Enemigos

ABC 07/08/16
JON JUARISTI

· Una política no referida a un enemigo equivale a una ética sin concepto del mal

Alos cuarenta años de la designación de Adolfo Suárez como presidente de Gobierno por el Rey Juan Carlos I conviene preguntarse por qué salió adelante un proyecto, la reforma política, que parecía tenerlo todo en contra. Don Juan Carlos había llegado a la Jefatura del Estado como sucesor de Franco, no como heredero de la Corona. La oposición todavía clandestina estaba compuesta en su mayoría por partidos que afirmaban representar la continuidad de la República contra la que Franco se había alzado. Es cierto que, como argumentaba Julián Marías, el régimen franquista, aun careciendo de legitimidad, ostentaba una legalidad reconocida por la ONU, la Comunidad Europea y la Alianza Atlántica, mientras a los restos de la institución republicana no les quedaba sombra de una ni de otra. Quienes denuncian la Constitución de 1978 como un lavado de cara del franquismo al que se plegaron los dirigentes de la oposición por canguelo u oportunismo, lo hacen desde un mal digerido Hobbes para dummies, no desde una interpretación realista de los datos históricos.

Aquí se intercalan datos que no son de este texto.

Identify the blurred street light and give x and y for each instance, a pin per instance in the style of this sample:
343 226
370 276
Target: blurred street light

Para empezar, no cabe hablar de un franquismo sin Franco. Que seguía habiendo franquistas en 1976 es innegable. Pero ya no existía ni podía existir un régimen franquista. Los que detentaban aún las instituciones creadas por aquél eran conscientes de su falta de legitimidad y de la necesidad de su transformación, lo que explica que la destitución de Arias Navarro no fuera seguida de una rebelión de su gabinete (del que Suárez formaba parte) ni de las Cortes, ni mucho menos del Ejército. En el año que siguió al ascenso de Suárez a la Presidencia, la oposición se fue percatando de que se había quedado sin enemigo, lo que explicaría el fin de su antagonismo con Don Juan Carlos, pero no la rápida formación de los consensos democráticos. Lo que los hizo posibles, lo que permitió la restauración de la política, fue la conciencia de que un nuevo enemigo había aparecido en escena, un enemigo más peligroso que el búnker franquista: ETA, que tres días después de las elecciones a Cortes constituyentes asesinó al antiguo alcalde de Bilbao Javier de Ybarra y Bergé como una explícita declaración de guerra a la recién nacida democracia liberal, única posible y realmente existente.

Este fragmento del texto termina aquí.